I actually already collected some data with GRAPPA2 and 4-5 echos (below are results for a protocol with 7/8 partial Fourier, MB 4, GRAPPA 2, TR-1090 ms, 3.2 mm voxels and TE=13, 27.6, 42.2, 56.8, 71.4 ms). I was surprised that the adaptive mask still had signal for all echos, even for TE=71.4 ms. I think that the issue is that the mask itself is given within the initial EPI brainmask, which excludes regions of low signal like OFC and some temporal regions. See for example here, where tedana’s S0map is overlaid on top of the T1w image:
You can also see that S0 is badly estimated at the OFC (as evident by the very high esimation values there).
I therefore reran tedana, but this time I provided it with a mask which is the union of fmriprep’s EPI brain mask and the anatomical brain mask (after regridding to EPI space). This obviously resulted in greater coverage in the S0 map:
I’m not surprised by the low S0 values there, given how low the signal is even for the first echo (13 ms):
But what surprises me is the adaptive signal mask is still perfect, and equal to 5 throughout the brain (except for a singla posterior voxel equal to 4). I don’t know what I’m missing, but that doesn’t sound quite right.
I chose an arbitrary voxel in the OFC, where the signal seems very low, and plotted the signal against the TE. Given how the linearity breaks in the log(signal) plot it seems plausible that the 5th echo would not be considered as good signal here. But perhaps the conservative way tedana calculated the adaptive signal mask still considers this “good”. Finally, there’s always the possibility that this is a voxel with non mono-exponential decay, especially given the higher probability of partial volume effects with 3.2 mm voxels.

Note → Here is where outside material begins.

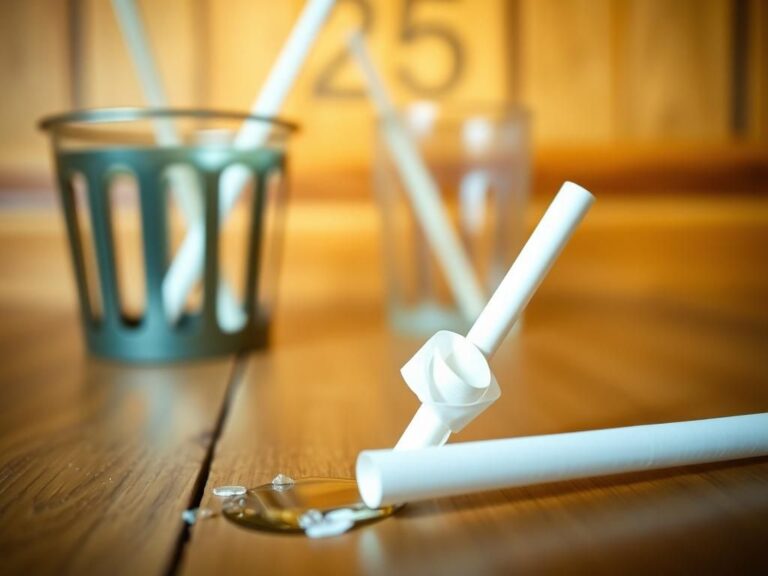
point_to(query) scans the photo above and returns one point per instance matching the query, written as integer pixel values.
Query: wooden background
(595, 73)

Given that the adaptive signal mask considers these voxels “good”, would you say that combining the EPI mask with the anatomical one is a wise step, or is it too risky in terms of contaminating the data?
Thanks again for your invaluable input!
I wouldn’t worry too much about contamination - my intuition is that a mask having 5~10% more voxels (if that!) isn’t going to really break anything. I prefer to provide a liberal mask, and let tedana cut things down as it needs to.
I’m surprised about the adaptive mask bit - I’d have to peak at the data, and even then I wouldn’t be sure. I definitely wouldn’t stress over it, but it might be something we need to take a look at. If the values are so low, then they shouldn’t have a huge negative impact on the fit, but fitting to noise would be kind of annoying.
Regarding those S0 values - you’ve hit on one fact - monoexponential isn’t perfect - but even more than that, its just hard to fit the model in those regions, they are “extreme” areas. The good news is again, nothing has to be perfect for things to work well. Given that this is EPI imaging, its doesn’t need to be perfectly quantitative, just a good enough approximation for subsequent steps to work well enough.